I let this Vi play La Campanella (Liszt).
It is from a place on the way.
There were some places where the sound was interrupted for some reason, but I think the sound is still beautiful.


----------



## juven (Aug 30, 2021)

Hi.
I often use the Spitfire-BBC Symphony Orchestra.
I was looking for a piano sound source to match this, and SignatureGrand was very good.
The hall sound is a little different between maida vale (BBCSO) and AirStudio, but I did not feel any discomfort. I think it is the best match with other Spitfire Orchestra sound sources.
Please listen to it if you like. (SignatureGrand is used in some places)


----------



## Toroaspu (Jun 29, 2022)

SupremeFist said:


> I was finalising a solo piece with the SSSG today and my offline bounces had a weird distortion not present in realtime playback, which only went away when I changed Kontakt's offline interpolation setting from "perfect" to "like realtime". (This was trying with both Kontakt 5 and 6.) I've never had to do that with any other instrument. Did I miss an update or is this a known issue or just some weird random Kontakt thing?


Just diving into this amaing thread on this amazing library!

I met only one slighly problem, and was something like the problem pointed by @SupremeFist , and happens only with SSSG, never happens with other VST: my DAW is Reaper (and Kontakt 6), and only way to fix was to change Reaper rendering mode from "FullSpeedOffline" to "1xOffline"... happens randomly in random sections, more frequently in "ostinato" sections... at each render I have to carefully relisten the outcome to ensure everything is ok...

Since this thread is a bit old... @SimpleSamSamples is this something that has been troubleshooted in the meanwhile?


----------



## Igor Sena (Jun 29, 2022)

Toroaspu said:


> Just diving into this amaing thread on this amazing library!
> 
> I met only one slighly problem, and was something like the problem pointed by @SupremeFist , and happens only with SSSG, never happens with other VST: my DAW is Reaper (and Kontakt 6), and only way to fix was to change Reaper rendering mode from "FullSpeedOffline" to "1xOffline"... happens randomly in random sections, more frequently in "ostinato" sections... at each render I have to carefully relisten the outcome to ensure everything is ok...
> 
> Since this thread is a bit old... @SimpleSamSamples is this something that has been troubleshooted in the meanwhile?

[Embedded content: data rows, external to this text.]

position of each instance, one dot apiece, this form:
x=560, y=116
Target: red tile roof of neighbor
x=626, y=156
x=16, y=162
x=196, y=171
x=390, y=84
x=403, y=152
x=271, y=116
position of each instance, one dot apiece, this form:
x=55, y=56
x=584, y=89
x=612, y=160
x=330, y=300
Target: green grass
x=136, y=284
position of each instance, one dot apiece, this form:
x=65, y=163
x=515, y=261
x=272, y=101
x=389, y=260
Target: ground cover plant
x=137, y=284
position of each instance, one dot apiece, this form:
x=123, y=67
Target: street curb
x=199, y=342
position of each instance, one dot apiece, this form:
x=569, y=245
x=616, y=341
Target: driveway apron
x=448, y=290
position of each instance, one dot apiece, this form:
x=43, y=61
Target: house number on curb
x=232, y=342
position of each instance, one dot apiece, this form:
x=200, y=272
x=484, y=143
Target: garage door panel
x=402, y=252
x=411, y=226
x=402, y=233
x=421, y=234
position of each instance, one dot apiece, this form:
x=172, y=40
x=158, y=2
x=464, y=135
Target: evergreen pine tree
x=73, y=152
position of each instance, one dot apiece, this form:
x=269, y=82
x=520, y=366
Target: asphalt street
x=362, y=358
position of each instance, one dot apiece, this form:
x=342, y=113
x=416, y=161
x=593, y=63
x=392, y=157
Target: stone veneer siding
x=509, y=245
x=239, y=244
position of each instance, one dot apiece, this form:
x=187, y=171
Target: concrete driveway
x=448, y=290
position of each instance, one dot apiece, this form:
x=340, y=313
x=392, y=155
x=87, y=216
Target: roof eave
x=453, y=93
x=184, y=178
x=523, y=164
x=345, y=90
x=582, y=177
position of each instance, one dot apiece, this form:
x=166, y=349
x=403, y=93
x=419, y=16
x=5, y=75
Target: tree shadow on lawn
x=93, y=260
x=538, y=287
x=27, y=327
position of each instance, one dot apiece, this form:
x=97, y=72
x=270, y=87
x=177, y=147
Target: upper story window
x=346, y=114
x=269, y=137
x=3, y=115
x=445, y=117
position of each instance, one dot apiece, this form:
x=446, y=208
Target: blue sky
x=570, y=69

Had a ton of problems with distortion as well and sent several emails like a year ago and no response whatsoever.
I don't to be negative here and i try to be understanding that people are busy sometimes and the developer is not obligated to provide support but it is also a little bit disrespectful to the people who supported the product that their emails are not being replied to, especially considering a year as passed. If you purchased any other kind of product and got no answers to your enquiries not only it would be lack of respect to you as a costumer but lack of profissionalism on the devs part; even more so if your emails, before buying the product were answered. I've seen him reply here so hopefully we get an answer. Maybe something bad happened and he cannot reply. If that is the case, i apologise.


----------



## STMICHAELS (Jul 4, 2022)

Question for @SimpleSamSamples - Since this piano sounds great, however I am on the fence for now, as many issues with workarounds as to velocity and distortion etc. Are there any updates so far that fixes these common issues? 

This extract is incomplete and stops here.